1740 Broadway (formerly the MONY Building or Mutual of New York Building) is a 26-story building in Midtown Manhattan in New York City which is owned by Vornado Realty Trust. Located on the east side of Broadway between 55th and 56th Streets,[1] it shares a trapezoid-shaped city block with the Park Central Hotel.

Signage on the facade[edit]

Its most famous attribute was once a sign at the top of its facade which advertised for Mutual of New York, the structure's original owner. The first version spelled out the entire name, with the first letter of each of the words in it (MONY) being red neon lighting which was twice the size of the rest. It was in this form that the sign served as both the inspiration for Tommy James and the Shondells' 1968 hit single "Mony Mony" and as a motif in Midnight Cowboy. The subsequent version was the corporate logo, which was the insurance company's acronym with a dollar sign inside the "O."[2][3]

The MONY sign was removed by Vornado in December 2007, and replaced with "1740" to reflect its street address. The numerals, 8 12 feet (2.6 meters) tall and in Futura typeface, are illuminated at night by white light-emitting diodes.[3]

The Weather Star[edit]

Perched on the roof is the Weather Star, a 150-foot (46 m) tower of lights topped with a star which was built by Artkraft Strauss. The star was green if the following day's weather forecast was fair, orange for cloudy, flashing orange for rain and flashing white for snow. The direction the lights on the tower moved depended on whether the temperatures were expected to rise or fall; absence of movement meant no change. The Weather Star is still operable, but it's no longer used for meteorological forecasting purposes. At the base of the tower is a four-sided electronic digital board that has always displayed the current time and temperature.[3]

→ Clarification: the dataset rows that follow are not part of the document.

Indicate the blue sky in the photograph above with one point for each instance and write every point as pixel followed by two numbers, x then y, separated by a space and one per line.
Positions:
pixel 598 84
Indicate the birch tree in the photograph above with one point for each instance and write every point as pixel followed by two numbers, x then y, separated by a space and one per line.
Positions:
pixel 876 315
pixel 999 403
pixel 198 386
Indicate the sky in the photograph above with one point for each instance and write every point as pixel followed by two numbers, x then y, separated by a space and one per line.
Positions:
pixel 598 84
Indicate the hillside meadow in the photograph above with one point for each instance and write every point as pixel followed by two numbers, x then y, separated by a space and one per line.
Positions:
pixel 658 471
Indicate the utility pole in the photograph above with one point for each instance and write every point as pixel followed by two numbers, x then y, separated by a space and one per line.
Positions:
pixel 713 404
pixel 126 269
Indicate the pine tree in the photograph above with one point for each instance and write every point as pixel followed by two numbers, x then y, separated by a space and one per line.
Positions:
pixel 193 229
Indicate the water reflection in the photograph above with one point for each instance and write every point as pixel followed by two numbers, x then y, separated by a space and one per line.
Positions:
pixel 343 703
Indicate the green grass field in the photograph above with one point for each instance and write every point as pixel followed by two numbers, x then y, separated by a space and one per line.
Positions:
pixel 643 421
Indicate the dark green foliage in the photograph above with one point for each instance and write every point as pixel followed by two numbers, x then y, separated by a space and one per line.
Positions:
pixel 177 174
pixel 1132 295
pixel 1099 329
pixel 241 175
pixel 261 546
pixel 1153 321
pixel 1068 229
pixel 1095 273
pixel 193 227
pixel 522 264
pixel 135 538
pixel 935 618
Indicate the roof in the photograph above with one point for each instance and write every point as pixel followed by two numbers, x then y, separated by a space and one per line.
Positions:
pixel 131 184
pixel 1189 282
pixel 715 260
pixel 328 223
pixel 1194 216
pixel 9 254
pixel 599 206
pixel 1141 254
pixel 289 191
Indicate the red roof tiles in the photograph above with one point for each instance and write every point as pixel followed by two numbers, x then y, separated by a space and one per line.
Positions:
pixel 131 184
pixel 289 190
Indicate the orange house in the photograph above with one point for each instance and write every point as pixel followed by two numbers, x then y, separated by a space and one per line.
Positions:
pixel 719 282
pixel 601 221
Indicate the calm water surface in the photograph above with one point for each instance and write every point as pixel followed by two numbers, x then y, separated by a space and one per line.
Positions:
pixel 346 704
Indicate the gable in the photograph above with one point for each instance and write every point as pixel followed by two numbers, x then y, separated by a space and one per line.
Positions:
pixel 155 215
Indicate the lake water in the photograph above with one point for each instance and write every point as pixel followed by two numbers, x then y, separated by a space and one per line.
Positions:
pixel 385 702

Mutual Life Insurance Company of New York built the structure in 1950 for its corporate headquarters. The architect Shreve, Lamb and Harmon also designed the Empire State Building. It left the building after being acquired by AXA. Mutual Insurance had been renamed MONY Life Insurance Company in 1998.[4] The building was completely renovated in 2007.[1]

Daytime View of the 1740 Broadway Building from another Tower. The "Weather Star" can be seen on top.